48 yaşında.
5 çocuğu var.
En büyük çocuğu evli; onun da iki çocuğu var.
10 kişi aynı evde yaşıyorlar.
Ev bir oda, bir salon…

Esnaflık yapıyor.
Ne bulsa onu satıyor.
Diyar diyar, şehir şehir geziyor.
İki kızı var, ikisi de okuyor.
Çocuklarının biri özürlü...
Diğer iki evladı da esnaflık yapıyor.
Ne bulsa, onu satıyor.
Kimi gün kemer, kimi gün sünger…

“Senin haberini yapayım” dedim.
İstemedi.
“Benim kimseye müdanam yok” dedi.
“Ben kendimi reklam etmem” dedi.
“Şartlar ne olursa olsun” dedi:
“Şükür halimize!”

Ve ekledi:
“Şimdi eve varacağım.
Bir yaşındaki torunumu kucağıma alacağım.
Bir de hanıma diyeceğim ki:
Şöyle güzel bir çay demle.
Bugün de böyle bitti, yarın bir olsun hele…”

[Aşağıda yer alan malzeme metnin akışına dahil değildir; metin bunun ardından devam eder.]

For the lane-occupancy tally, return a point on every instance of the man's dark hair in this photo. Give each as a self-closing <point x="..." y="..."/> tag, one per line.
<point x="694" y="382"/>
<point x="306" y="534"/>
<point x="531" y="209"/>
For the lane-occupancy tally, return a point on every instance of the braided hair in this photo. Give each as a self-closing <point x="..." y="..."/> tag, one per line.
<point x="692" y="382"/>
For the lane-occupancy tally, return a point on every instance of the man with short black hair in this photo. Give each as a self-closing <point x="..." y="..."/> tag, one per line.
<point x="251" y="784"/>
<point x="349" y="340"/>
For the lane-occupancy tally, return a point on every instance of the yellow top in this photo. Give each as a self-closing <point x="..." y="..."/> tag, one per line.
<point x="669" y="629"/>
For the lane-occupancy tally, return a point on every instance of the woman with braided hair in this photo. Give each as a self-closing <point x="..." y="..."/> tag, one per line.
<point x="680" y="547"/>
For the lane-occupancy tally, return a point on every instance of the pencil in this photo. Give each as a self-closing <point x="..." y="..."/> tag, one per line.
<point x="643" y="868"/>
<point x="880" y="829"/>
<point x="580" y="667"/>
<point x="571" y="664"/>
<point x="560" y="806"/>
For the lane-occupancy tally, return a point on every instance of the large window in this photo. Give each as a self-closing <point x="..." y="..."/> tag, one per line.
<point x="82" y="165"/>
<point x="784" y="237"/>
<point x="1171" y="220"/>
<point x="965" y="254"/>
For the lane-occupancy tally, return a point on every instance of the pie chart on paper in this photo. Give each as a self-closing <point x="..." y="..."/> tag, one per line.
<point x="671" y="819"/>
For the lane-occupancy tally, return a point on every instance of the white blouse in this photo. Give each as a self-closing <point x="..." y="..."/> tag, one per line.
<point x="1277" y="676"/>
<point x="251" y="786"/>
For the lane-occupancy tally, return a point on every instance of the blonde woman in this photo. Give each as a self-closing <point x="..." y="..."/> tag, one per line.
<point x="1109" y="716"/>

Bir hanede 10 kişi yaşıyorlar ve bulduklarını yiyorlar.
Bizlerse yemek beğenmiyoruz.
Tabaklar gidiyor, tabaklar geliyor; ne yiyeceğimize karar veremiyoruz.
Esnaflık yapıyor, ne bulsa onu satıyor, sabahtan akşama kadar koşturup duruyor.
Bizlerse işlerimizi beğenmiyoruz, hep daha iyisini, daha kazançlısını, daha az zahmetlisini istiyoruz.
Bir oda bir salon evde yaşıyor, otobüs tepelerinde çileli yolculuklar yapıyor.
Bizlerse arabalarımızın modelini, evimizin yerini ve büyüklüğünü beğenmiyoruz.
Ailesinin reisi olmakla, torununun dedesi olmakla, helal lokma yemekle övünüyor.
Bizlerse makam beğenemiyoruz.
Acaba meclis üyesi mi olsam, belediye başkanı mı, milletvekili mi diye düşünüyoruz.
Bir dönem mi olsun, iki dönem mi, üç dönem mi diye hesap yapıyoruz.
Daha iyi yerlere kapak atmak, daha güzel şehirlere tayin olmak, daha forslu mevkilere ulaşmak için havada sekiz takla atıyor, haşmetli büyüklerin paçasından düşmüyoruz!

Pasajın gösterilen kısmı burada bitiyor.